Her Hockey Counts is the definition of a ragtag operation, but Murphy joked that in women’s sports they’re used to putting things together with duct tape: MacGyver style. He mostly works alone with the exception of his friend Alexa Goldman, who handles the web design and is currently paid in Warheads and Sour Patch Kids. It’s a genuine passion project, one that will benefit generations of hockey fans for years to come.
“You do feel like everything you do is kind of putting a brick down in the road towards something that you hope is better. And that’s the rewarding part I think.

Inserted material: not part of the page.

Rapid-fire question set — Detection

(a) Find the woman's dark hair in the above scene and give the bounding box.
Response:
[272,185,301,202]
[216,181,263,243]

Everything you do is new, and it moves the ball a little bit forward.”
It’s exciting to think about that road in which Murphy is patiently placing brick after brick: how it could lead to a world where women’s sports are equally respected, funded, and covered, how in that future world some young hockey player could go searching for the history of her sport, and how, because of people like Murphy, she will find that history carefully compiled and waiting for her.
“Hopefully by then I’ll be rocking in a wheelchair and explaining to the youngsters that, yeah, that’s what I did back then, back when you had to count everything by hand with an abacus.
“The thing that I would say to everyone, especially people who are interested in analytics and data in sports is: Give women’s sports a try with the data. Because I often describe it as a wilderness, and [with] every step you take into it you could be the first person looking at something and the first person trying to do something in that space. And that is really exciting to think about.”
As for Murphy’s future, he’s open to anything, as long as he gets to keep doing the work he started.
“I’ve told a couple of friends, if I could be paid by USA Hockey or something to be the analytics guy for the women’s national team (I mean I’ll also take Canada), something like that would be thrilling, but that’s not my end goal. My goal is I just want to move the ball forward as much as I can before I get exhausted. The goal has always been [to] make it public; make it free. And right now my goal is I just want to get all the major tournaments done, and then from there I can start to look at other stuff. This has to be available. It seems like a low bar, at least it should seem like a low bar, but it’s been a ton of work.”
With the level of dedication and expertise Murphy has developed over the years, he certainly would be a godsend for any major women’s hockey organization. But for now, he’s quite content.
“I guess if I could make a living doing this one day that would be great. But I am literally at the stage where when literally anyone says to me, ‘Hey this is really neat!’ I get choked up and I’m like, ‘Well, that’s all I need to keep me going for another week.’ That and the $86 a month, but I’m not complaining.”